2. A microwave-excited discharge lamp in accordance with claim 1, wherein said material sealed in said inner case emitting light in a visible region when said plasma discharge occurs.
3. A microwave-excited discharge lamp in accordance with claim 1, wherein pressure cause by a vapor of said material in said outer case occupies a larger volume then pressure caused by said rare gas in said internal pressure of said outer case in a steady state operating condition.
4. A microwave-excited discharge lamp in accordance with claim 1, wherein said microwave electromagnetic field is located inside a cavity of said resonator, and said lamp is disposed inside said cavity.

1. Field of the Invention

The present invention relates to a microwave-excited discharge lamp which emits light by discharge under a microwave electromagnetic field.

2. Description of the Related Art Statement

In recent years, in accordance with desires to save energy etc., high intensity discharge lamps have been attracting attention. The reason is that high intensity discharge lamps can easily provide large light output compared with fluorescent lamps which give light output through phosphors. The high intensity discharge lamps are divided into two types: an electrode type discharge lamp having electrodes, such as a metal halide lamp and a mercury lamp; and an electrodeless type discharge lamp such as a microwave-excited lamp.

In the microwave-excited lamp, a predetermined microwave electromagnetic field is formed by a magnetron or a microwave generator, and plasma discharge caused by a microwave electromagnetic field is used as a light source. The microwave-excited lamp has a long life compared with the electrode type discharge lamp which are limited by deterioration of the electrodes.

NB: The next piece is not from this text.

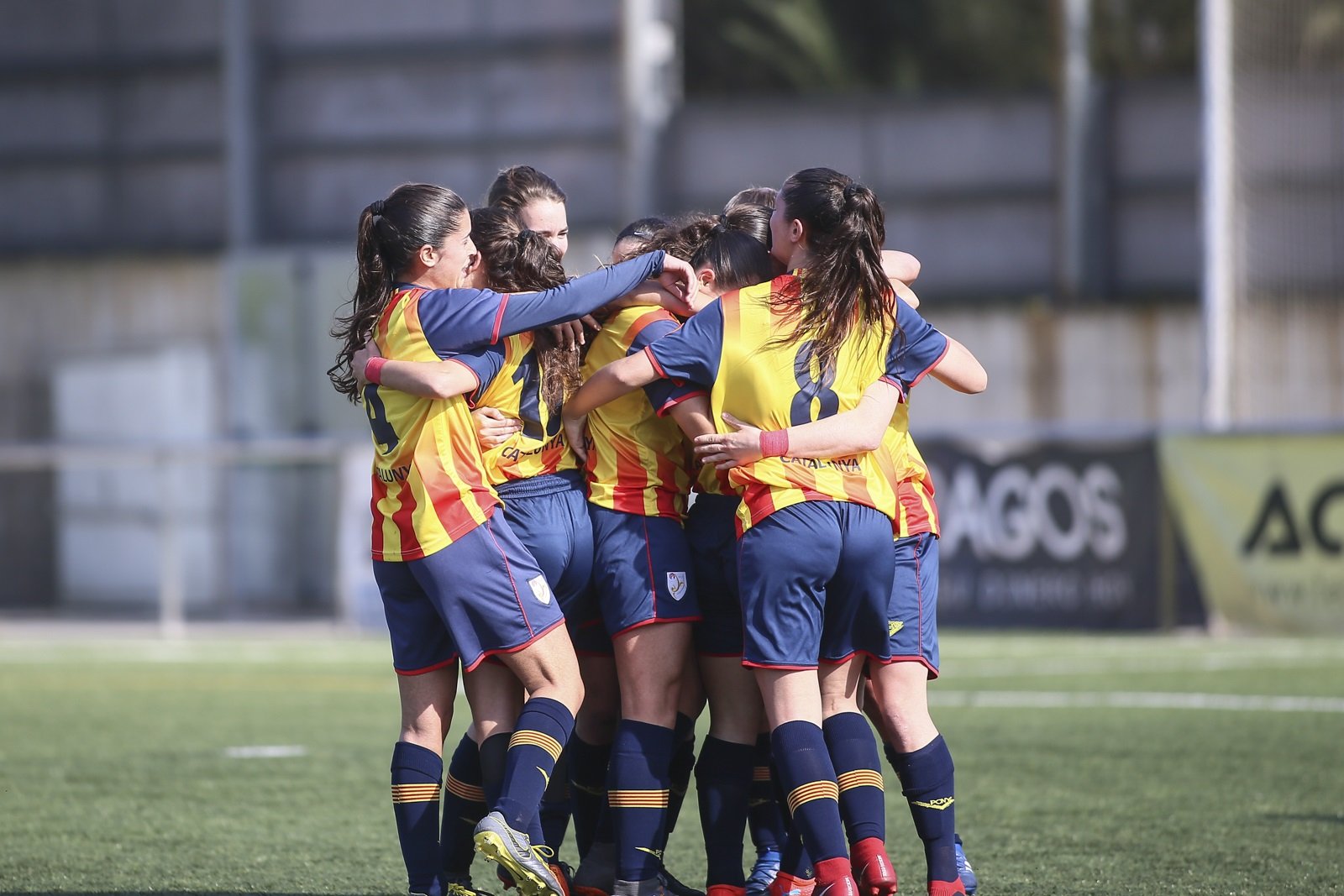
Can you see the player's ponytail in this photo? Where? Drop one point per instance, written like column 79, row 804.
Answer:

Furthermore, in the microwave-excited lamp, an emission spectrum of the light output does not deteriorate after long periods of service because of electrodeless configuration.

Moreover, since change of impedance between operating condition and extinguished condition is small, the microwave-excited discharge lamp provides far greater advantages than the electrode type discharge lamp with regard to characteristics of flashing operation, starting, and restarting. The microwave-excited discharge lamp also has a remarkable advantage over the electrode type discharge lamp because of environmental protection concerns. The reason is that, as has been described in the above, the microwave-excited discharge lamp has a long life, thereby components of the microwave-excited discharge lamp need not be changed for a long time. Furthermore, the microwave-excited discharge lamp gives light output having the brightness and efficacy comparable to those of the electrode type discharge lamp without use of environment-harmful mercury.

A conventional microwave-excited lighting apparatus comprises a magnetron for generating a microwave, a waveguide for transmitting the generated microwave to a cavity, the cavity connected to the waveguide, and a microwave-excited lamp disposed inside the cavity.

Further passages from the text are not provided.